The Commission will also open up European compute capabilities to train AI models for defence, and fund “AI for business” masters’ programmes to ensure companies have the skilled workers to tap into the tech.
The strategy outlines support for developing AI models and agents tailored to the manufacturing sector, as well as funding for “acceleration pipelines” – meant to funnel AI from research labs into factories.
In the health sector, AI is envisaged powering advanced screening centres. On climate, an open-source AI model is set to make for better weather forecasts, while – eyeing AI-driven mobility – a group of cities will be asked to volunteer as testbeds for autonomous cars.
Just another strategy?
All of this AI acceleration will be monitored by an “AI Observatory” and discussed in an “Apply AI Alliance” – a refashioning of the existing AI Alliance, a stakeholder talking shop.
But while the strategy is big on announcing broad-brush measures, the finer details – how to actually implement this stuff – are harder to find. The strategy is mum, for example, on what form the planned observatory will take and how exactly it will work.
“Another day, another strategy paper,” said Daniel Abbou, president of the European AI Forum which brings together national AI associations, responding to the Commission announcement. “A lot of what’s in the paper is correct and important. But how should these changes be implemented concretely?”
Abbou points back to the announcement by Commission President Ursula von der Leyen at February’s AI Action Summit in Paris, which included an initiative that was supposed to “mobilise” €200 billion to invest in European AI.
While the Commission is working on establishing large AI model training hubs, called AI Gigafactories, these facilities only account for one-tenth of the teased investment. A spokesperson could not immediately account for the rest of the announced billions.
Measures need money
The Apply AI strategy contains a new funding announcement: €1 billion for AI. This time, at least, it appears to be real money, coming from actual Commission funding programmes.

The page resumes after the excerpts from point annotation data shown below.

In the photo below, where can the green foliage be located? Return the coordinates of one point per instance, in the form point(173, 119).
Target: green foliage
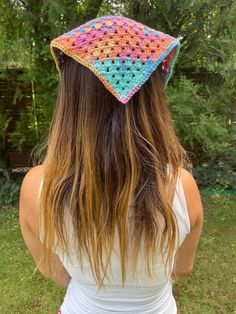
point(25, 292)
point(9, 191)
point(217, 175)
point(204, 109)
point(197, 124)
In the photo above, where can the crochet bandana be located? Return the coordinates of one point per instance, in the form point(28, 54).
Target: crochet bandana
point(121, 52)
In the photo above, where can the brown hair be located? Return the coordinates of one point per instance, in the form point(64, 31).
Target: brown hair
point(101, 155)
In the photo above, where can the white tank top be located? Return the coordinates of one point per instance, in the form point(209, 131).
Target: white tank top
point(139, 296)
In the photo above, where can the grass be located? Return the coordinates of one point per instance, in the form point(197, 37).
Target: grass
point(209, 289)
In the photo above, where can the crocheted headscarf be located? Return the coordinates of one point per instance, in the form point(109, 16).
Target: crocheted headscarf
point(121, 52)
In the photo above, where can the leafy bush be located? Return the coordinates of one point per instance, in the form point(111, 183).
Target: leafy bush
point(9, 191)
point(216, 175)
point(197, 124)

But private European funding still pales in comparison to investment capital available in the US or China, Emmet King, from AI venture-capital firm J12, told Euractiv. For him, the key to any “AI sovereignty” demands mobilising European savings to invest in powering up innovation.
“While the Commission deserves credit for its proactive approach, the challenge has never been a shortage of strategies – it has been execution,” King also argued, agreeing with Abbou.
He’d like to see all these various strategies and action plans linked to measurable results – like how much AI compute capacity is available in Europe. On that, at least, the Commission might have a concrete answer: in the form of the planned AI Observatory.